Wednesday, January 30, 2013

A matter of temperature

Minus 25C- gray and starting to snow. Minus 28C yesterday, bright, sunny and cold. Walking in the ravine, with the the scintillating ice crystals on the snow surface and the sharp clear cold was wonderful. They say it will be plus two by the weekend. The temperature oscillations this winter are beyond my experience….drastic changes over 24 hours, or within two or three days. It makes me wonder how plants, animals, people, can adapt. This face of climate change is emerging as a key pattern… unpredictability of weather, and drastic shifts, spatial heterogeneity in the pattern of temperature and precipitation. Such shifts are stressors: winter thaws followed by hard freezes make it hard for caribou to paw through the snow to uncover the “reindeer moss” lichens they eat below. Moose find it difficult to walk through snowpacks with several crusts buried within them. Warm days in fall followed by sudden hard freezes can interfere with dormancy mechanisms in plants….similarly in the spring, where if plants break dormancy too soon and open their leaves, they may then be hit by frost, or a late season fall of wet snow can break limbs and inflict serious damage on trees. Organisms that can tolerate unpredictable change, that have wide amplitude in their habitat parameters, will survive. Anything that requires exactness and predictability in timing of change will be hard hit. Resilience is key… A Gwich’in friend once said, “Our Elders tell us never to plan. Because you never know what’s going to happen.” She then went on to comment ruefully that it was difficult with jobs to be flexible, and take advantage of opportunities… something I feel myself in a small way when it’s a perfect day to ski, but I have a meeting on the calendar that keeps me inside in a windowless room staring at projected powerpoints glaring on the screen.
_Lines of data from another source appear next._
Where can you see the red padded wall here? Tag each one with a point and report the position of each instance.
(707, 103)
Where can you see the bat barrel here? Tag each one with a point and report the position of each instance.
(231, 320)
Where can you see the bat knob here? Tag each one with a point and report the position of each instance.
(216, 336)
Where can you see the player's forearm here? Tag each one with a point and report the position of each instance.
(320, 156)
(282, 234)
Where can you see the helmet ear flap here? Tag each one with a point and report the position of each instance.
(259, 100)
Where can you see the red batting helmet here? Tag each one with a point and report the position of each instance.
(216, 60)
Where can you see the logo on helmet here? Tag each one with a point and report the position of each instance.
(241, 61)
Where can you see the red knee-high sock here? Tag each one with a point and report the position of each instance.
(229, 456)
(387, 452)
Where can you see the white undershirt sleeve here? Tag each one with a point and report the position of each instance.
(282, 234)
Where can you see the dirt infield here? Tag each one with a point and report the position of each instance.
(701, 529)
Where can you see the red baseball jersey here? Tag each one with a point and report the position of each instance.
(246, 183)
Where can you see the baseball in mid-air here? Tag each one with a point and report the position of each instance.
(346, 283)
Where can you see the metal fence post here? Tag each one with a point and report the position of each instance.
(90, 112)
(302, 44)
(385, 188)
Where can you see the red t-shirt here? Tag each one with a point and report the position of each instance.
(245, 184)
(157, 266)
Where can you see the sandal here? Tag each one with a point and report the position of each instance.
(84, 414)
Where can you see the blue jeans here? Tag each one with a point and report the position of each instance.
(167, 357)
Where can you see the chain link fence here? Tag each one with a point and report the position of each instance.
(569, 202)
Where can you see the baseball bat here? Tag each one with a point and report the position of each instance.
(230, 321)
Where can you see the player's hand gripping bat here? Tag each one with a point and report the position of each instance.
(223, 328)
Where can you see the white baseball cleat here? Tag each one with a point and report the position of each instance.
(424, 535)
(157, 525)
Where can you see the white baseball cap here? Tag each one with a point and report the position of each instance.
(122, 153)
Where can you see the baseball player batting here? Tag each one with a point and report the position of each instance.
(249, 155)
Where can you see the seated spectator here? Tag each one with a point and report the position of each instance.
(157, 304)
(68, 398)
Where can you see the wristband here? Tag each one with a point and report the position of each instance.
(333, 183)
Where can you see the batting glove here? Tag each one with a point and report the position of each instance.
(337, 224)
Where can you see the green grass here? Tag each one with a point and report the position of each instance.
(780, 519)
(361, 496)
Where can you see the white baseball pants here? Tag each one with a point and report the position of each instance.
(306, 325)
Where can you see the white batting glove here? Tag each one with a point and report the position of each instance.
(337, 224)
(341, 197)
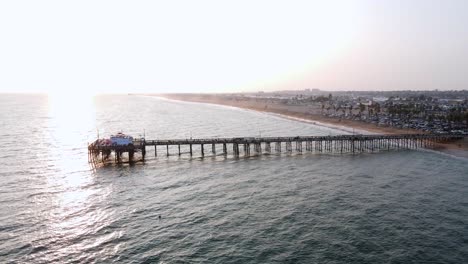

For travelling on the land, responding to the right combination of snow conditions and temperature is more important. As our structures become ever more bureaucratized and removed from the natural world, I worry about our ability to perceive and respond to change. Inertia is strong. The weather may change quickly, but our institutions change slowly, and are not well coupled to changes outside the socio-economic system.